Like in everything, there are pros and cons. The pros are that you can know with certainty how much time the algorithm needs to give the output for a specific input, and in a specific computer.
The cons are that you actually need to implement the algorithm the be able to calculate its practical time complexity. What happens for a different input? We don’t know.
To solve the previous issue, we can use the theoretical method.
Theoretical temporal complexity
The theoretical method allows us to calculate the temporal complexity of an algorithm for variable input sizes. This allows us to have a better idea of how long the algorithm will take to be executed for all the possible inputs.
The cons, in this case, are that it is difficult to calculate for large/complex algorithms, and in many cases impractical.
But, why do we need to calculate the temporal complexity anyway?
Why do we need temporal complexity?
In programming, and many other areas, there are several ways to solve the same problem.
If we have three different algorithms that solve the same problem, which one we suppose to use?
We are always supposed to use an efficient algorithm. The efficient algorithm to solve a problem is the one with lower temporal complexity.
A note here. There is another way to compare algorithms: spatial complexity. But, that way is out of the scope of this post.
So, temporal complexity is important because it tells us when an algorithm is better than another one (considering the time), assuming that both solve the same problem.

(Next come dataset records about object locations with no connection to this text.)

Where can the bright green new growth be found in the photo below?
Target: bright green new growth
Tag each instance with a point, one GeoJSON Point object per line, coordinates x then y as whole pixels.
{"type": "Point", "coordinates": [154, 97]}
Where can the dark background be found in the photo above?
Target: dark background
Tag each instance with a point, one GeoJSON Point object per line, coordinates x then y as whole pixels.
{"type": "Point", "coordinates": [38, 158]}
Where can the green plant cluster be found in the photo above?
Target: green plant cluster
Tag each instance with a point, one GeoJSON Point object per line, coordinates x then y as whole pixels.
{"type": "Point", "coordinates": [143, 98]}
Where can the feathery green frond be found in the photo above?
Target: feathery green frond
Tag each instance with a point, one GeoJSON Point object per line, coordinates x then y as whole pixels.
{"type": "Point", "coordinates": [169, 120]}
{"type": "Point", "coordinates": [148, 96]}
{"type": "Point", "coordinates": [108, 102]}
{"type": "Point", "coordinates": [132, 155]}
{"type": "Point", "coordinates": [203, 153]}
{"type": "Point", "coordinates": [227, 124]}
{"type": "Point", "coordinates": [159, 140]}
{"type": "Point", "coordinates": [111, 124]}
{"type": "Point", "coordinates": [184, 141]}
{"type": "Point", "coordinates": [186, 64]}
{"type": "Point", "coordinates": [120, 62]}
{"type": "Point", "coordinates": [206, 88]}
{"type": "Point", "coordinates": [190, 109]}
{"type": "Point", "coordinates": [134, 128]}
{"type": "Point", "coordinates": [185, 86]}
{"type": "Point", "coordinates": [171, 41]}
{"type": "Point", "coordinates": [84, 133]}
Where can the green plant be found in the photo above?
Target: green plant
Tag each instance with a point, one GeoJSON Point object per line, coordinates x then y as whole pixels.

A major advantage of the theoretical way of calculating the time complexity is that it is independent of programming languages, computers, etc. Also, you don’t need to implement the algorithm to calculate the theoretical temporal complexity, which helps us because we then implement the algorithm only when we are sure that is the efficient one.
It is of utmost importance that the temporal complexity of an algorithm always depends on the input size. I’ll show some examples in the next post.
Also, sometimes the temporal complexity depends on the characteristics of the input.
For this reason, when calculating the temporal complexity, we can calculate three measures:
- Best case
- Average case
- Worst case
It is usual, to only calculate the temporal complexity in the worst-case scenario.